Curd Schumacher, Dauerredner bei Pegida NRW und diversen anderen rechten Demonstrationen in ganz Deutschland, erfährt finanzielle Unterstützung von dem salafistschen Verein Ansaar International e.V.. Der Kontakt zu den Salafist*innen bekam Curd Schumacher über Jörg Cölsmann, ehemaliger Veranstalter der verschwörungstheoretischen Montagsmahnwachen in Düsseldorf.

In gewohnter Manier berichtet Curd Schumacher auf Youtube von seinem Besuch bei den Salafst*innen in Düsseldorf. Er sprach dort mit Abu R. So berichtet er davon, dass die Gemeinsamkeiten immens sind. So sprachen sie anscheinend über Flüchtlinge und den Islam. Auch das Feindbild der “Lügenpresse” scheint ein gemeinsames zu sein.

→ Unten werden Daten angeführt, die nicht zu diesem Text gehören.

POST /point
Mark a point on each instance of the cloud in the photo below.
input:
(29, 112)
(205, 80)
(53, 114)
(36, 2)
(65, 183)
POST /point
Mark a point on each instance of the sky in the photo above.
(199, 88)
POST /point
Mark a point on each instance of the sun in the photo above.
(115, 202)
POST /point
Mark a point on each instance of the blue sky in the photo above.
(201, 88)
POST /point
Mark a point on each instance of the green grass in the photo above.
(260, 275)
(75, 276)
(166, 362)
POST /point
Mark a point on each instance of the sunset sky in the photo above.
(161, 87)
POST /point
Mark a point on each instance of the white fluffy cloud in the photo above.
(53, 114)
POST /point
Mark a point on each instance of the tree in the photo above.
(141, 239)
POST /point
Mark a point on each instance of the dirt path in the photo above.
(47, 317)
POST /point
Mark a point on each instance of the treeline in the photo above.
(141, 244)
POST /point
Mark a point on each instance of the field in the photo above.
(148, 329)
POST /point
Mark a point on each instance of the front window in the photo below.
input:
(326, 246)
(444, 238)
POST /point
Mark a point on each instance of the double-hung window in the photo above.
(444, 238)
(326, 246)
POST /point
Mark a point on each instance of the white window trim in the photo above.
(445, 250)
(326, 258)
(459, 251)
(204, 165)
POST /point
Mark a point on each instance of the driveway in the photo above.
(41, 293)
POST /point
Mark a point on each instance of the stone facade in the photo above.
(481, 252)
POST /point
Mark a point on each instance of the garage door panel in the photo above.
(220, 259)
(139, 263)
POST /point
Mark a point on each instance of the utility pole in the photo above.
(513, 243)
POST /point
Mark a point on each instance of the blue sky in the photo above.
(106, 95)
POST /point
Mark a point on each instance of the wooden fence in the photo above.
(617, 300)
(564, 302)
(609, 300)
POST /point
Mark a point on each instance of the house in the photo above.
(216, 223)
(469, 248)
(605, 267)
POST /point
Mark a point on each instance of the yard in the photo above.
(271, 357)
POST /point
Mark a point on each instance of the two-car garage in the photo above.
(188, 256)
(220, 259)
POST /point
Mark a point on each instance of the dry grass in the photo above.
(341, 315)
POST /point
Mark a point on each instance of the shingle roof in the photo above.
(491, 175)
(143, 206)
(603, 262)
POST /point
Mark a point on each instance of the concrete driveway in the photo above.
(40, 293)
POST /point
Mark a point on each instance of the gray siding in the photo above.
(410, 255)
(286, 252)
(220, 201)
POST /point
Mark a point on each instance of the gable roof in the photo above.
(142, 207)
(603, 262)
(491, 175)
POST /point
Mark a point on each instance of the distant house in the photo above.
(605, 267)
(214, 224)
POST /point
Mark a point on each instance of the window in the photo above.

Die inhaltlichen Überschneidungen faschistischer Ideologien scheint wenig überraschend. Der Querfrontler Jörg Cölsmann spielt dabei eine entscheidene Rolle als Vermittler. Jörg Cölsmann veranstaltete 2015 noch die Mahnwachen vor dem Hauptbahnhof in Düsseldorf. Dort bediente er diverse Verschwörungstheorien und antisemitischen Ressentiments. Unter anderem fiel er auch durch eine besondere Agressiveität auf, als er innerhalb seiner Kundgebung Israel-Fahnen vorfand. Jörg Cölsmann besuchte in der vorherigen Woche auch bereits eine Pegida NRW Demonstration.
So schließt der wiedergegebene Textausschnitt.